A local-first desktop app for immersive language learning.
VocabChan is under active development and productization. The Windows workflow is usable, but some features are still being refined and tested. Running from Python source is currently the recommended way to evaluate the project.
VocabChan is an open-source desktop app built for learners who study from real-world language input instead of only textbook examples.
It is designed for situations like:
- games
- anime
- YouTube
- manga
- subtitles
- copied text
- screenshots
- audio clips
- recorded media
The goal is not just to translate a sentence.
VocabChan is designed to turn real input into a complete desktop-native learning workflow:
capture -> preprocess -> analyze -> store -> export/sync -> review later
That means one tool can handle:
- collecting language from real media
- enriching it with OCR / ASR and AI analysis
- saving it locally in a structured way
- exporting it to tools like Anki and Obsidian
- revisiting it later as part of long-term learning
Many language-learning tools only solve one part of the workflow:
- OCR only
- translation only
- flashcards only
- notes only
- browser-only overlays
VocabChan is designed as a local-first desktop workspace that unifies the full pipeline in one place.
It is intended to fill a practical open-source gap for learners who want to study from real media with a low-friction workflow, while still keeping their data, assets, and history local and reusable.
VocabChan is currently moving from a validated prototype toward a release-ready desktop application.

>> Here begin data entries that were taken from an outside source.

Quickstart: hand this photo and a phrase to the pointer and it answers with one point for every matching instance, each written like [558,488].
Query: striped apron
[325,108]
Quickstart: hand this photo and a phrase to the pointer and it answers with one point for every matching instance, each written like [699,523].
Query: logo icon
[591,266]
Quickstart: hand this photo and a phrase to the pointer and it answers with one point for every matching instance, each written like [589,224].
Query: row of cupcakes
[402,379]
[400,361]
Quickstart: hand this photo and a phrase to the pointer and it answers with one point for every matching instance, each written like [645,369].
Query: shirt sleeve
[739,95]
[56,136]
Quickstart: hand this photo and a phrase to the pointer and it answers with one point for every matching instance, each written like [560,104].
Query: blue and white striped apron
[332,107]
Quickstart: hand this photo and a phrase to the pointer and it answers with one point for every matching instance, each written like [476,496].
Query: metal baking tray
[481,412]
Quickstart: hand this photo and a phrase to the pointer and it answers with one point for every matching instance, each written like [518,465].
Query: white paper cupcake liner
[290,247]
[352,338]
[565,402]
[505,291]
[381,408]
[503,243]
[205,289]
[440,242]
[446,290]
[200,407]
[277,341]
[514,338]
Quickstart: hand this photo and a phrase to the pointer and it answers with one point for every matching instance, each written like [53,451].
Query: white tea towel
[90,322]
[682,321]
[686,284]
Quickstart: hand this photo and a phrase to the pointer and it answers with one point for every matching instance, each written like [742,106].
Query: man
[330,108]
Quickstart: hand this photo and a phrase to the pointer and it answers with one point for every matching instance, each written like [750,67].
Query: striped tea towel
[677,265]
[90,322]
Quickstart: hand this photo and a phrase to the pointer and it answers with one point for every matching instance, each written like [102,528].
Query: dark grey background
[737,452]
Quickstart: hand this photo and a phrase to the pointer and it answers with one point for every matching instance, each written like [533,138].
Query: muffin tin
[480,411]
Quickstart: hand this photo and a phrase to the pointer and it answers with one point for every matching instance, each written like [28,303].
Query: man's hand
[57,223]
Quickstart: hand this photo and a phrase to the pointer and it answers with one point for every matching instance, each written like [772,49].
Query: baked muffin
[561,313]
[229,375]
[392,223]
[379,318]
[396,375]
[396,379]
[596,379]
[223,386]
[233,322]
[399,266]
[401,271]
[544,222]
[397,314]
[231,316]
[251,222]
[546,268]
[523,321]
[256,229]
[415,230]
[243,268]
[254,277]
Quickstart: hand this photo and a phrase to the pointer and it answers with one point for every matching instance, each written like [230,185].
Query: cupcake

The public repository is meant to show both:
- the working foundation that already exists
- the broader product scope that is actively being built
Some workflows are already usable today, while some documented features are still in progress. The README reflects the real product direction and repository scope, not only the smallest currently exposed code path.
Current productization work is focused on Windows desktop first.
VocabChan is designed for:
- immersive Japanese learners
- self-learners working across multiple languages
- learners who already use tools like Anki and Obsidian
- users who want a desktop-native, low-friction, local-first workflow
- people who want to study from real input such as games, videos, manga, subtitles, and screenshots
VocabChan is not just an OCR tool, not just a translator, and not just an Anki exporter.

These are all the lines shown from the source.